Шрифт:
Интервал:
Закладка:
Ника после прихода из института устраивала ежевечернюю генеральную уборку, а сын, недовольный этим бардаком и новой собакой, от которой первое время воняло, пока не был удален зуб, — сын вдруг повел себя как главный кобелек, у которого заняли его территорию, и на основании этого пещерного чувства вдруг стал требовать, чтобы ему дали уехать в бабину квартиру, а саму бабу мать пусть забирает на его место напрочь, в его комнату, так? Все равно типа ты к ней ездишь каждые три дня. Тебе же будет легче. И в армию оттуда хрен кто догадается меня взять.
На вопрос же «А на что ты будешь существовать?» сын отвечал, что найдет сам, не волнуйся.
У матери вертелось в уме «будешь драгдилером как твой драгоценный Зубарь?» Поссорились. Пока что удалось отстоять прежнюю ситуацию.
При этом положении дел как-то отдохнуть, отвести душу оказывалось некогда, даже дойти до такого святого и радостного человека как Елена.
Ника откладывала эти визиты до совсем уже безнадежных моментов, когда только и хотелось, что покончить со своей жизнью. Особенно после всяких выяснений у сына насчет того, не занимается ли он со своими друзьями чем-то нехорошим, не тянут ли они его в наркотики.
После того очнувшись, Ника шла к Елене, и именно запасалась для такого случая предлогом, чаще всего когдатошней книжкой, взятой у Елены почитать с возвратом.
Теперь Ника принесла назад том Шекспира, а именно «Гамлета» в чьем-то переводе.
В прошлый раз, когда Ника заходила к Елене, у гостей разговор шел, в частности, о разнице между этим переводом и пастернаковским. Кто-то упомянул вскользь, что лучший из текстов был одного великого князя, который слово в слово и прозой перекатал «Гамлета» со староанглийского, а некоторые возразили, что уж лучше взять то, с чего сам Шекспир списывал, из датских хроник.
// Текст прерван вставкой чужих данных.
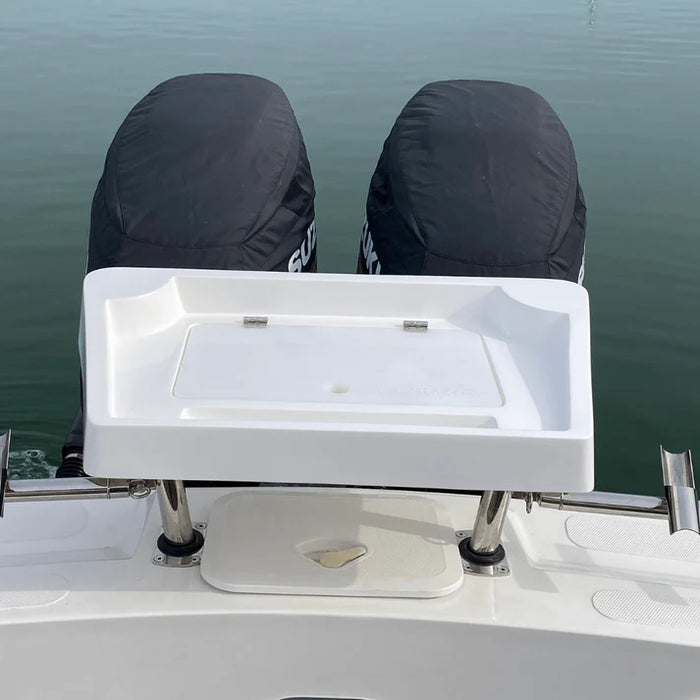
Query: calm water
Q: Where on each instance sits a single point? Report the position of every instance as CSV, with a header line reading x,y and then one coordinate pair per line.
x,y
622,75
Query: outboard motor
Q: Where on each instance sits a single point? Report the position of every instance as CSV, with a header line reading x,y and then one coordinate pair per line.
x,y
208,172
476,178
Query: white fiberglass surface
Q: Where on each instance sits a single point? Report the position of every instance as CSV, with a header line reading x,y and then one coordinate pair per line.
x,y
337,364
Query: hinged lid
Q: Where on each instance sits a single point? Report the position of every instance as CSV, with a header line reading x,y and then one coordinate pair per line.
x,y
323,379
319,542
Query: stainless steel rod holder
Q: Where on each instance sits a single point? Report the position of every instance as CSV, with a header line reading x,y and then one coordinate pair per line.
x,y
681,497
490,517
175,512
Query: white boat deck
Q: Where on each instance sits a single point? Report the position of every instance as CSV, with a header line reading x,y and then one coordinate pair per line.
x,y
586,612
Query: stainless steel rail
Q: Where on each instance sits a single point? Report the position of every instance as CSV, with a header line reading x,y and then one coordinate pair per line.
x,y
79,488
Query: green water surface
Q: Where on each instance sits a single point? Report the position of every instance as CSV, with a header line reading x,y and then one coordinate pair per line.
x,y
622,75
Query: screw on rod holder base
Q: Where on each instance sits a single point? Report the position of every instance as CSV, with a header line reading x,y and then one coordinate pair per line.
x,y
174,549
179,559
481,558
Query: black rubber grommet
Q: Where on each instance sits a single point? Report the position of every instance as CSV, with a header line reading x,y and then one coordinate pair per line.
x,y
71,466
481,559
172,549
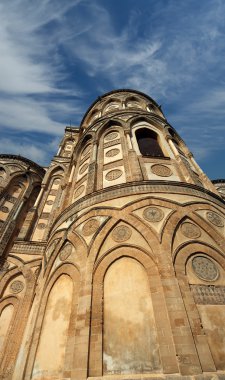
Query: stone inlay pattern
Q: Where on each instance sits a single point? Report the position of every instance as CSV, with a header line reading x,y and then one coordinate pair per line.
x,y
113,174
4,209
121,233
5,267
208,295
79,191
161,170
153,214
90,227
111,136
83,168
17,286
190,230
205,268
215,219
41,226
50,202
65,252
112,152
86,150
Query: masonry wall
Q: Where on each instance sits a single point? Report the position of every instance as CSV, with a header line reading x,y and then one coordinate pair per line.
x,y
117,270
Ника слушала навострив ушки эти шутливые беседы образованных (и скрывающих данный факт) людей. Скорее, правда, шекспировские переводы были ответвлением от главной темы, все с удовольствием сплетничали об одной широко известной даме. «И крупной солью светской злости», — завершил тему один из гостей.
Ника тогда и попросила почитать шестой том Шекспира.
В нынешний раз гость был только этот самый Эрик, молодой человек с раскосыми синими глазами, финн по национальности.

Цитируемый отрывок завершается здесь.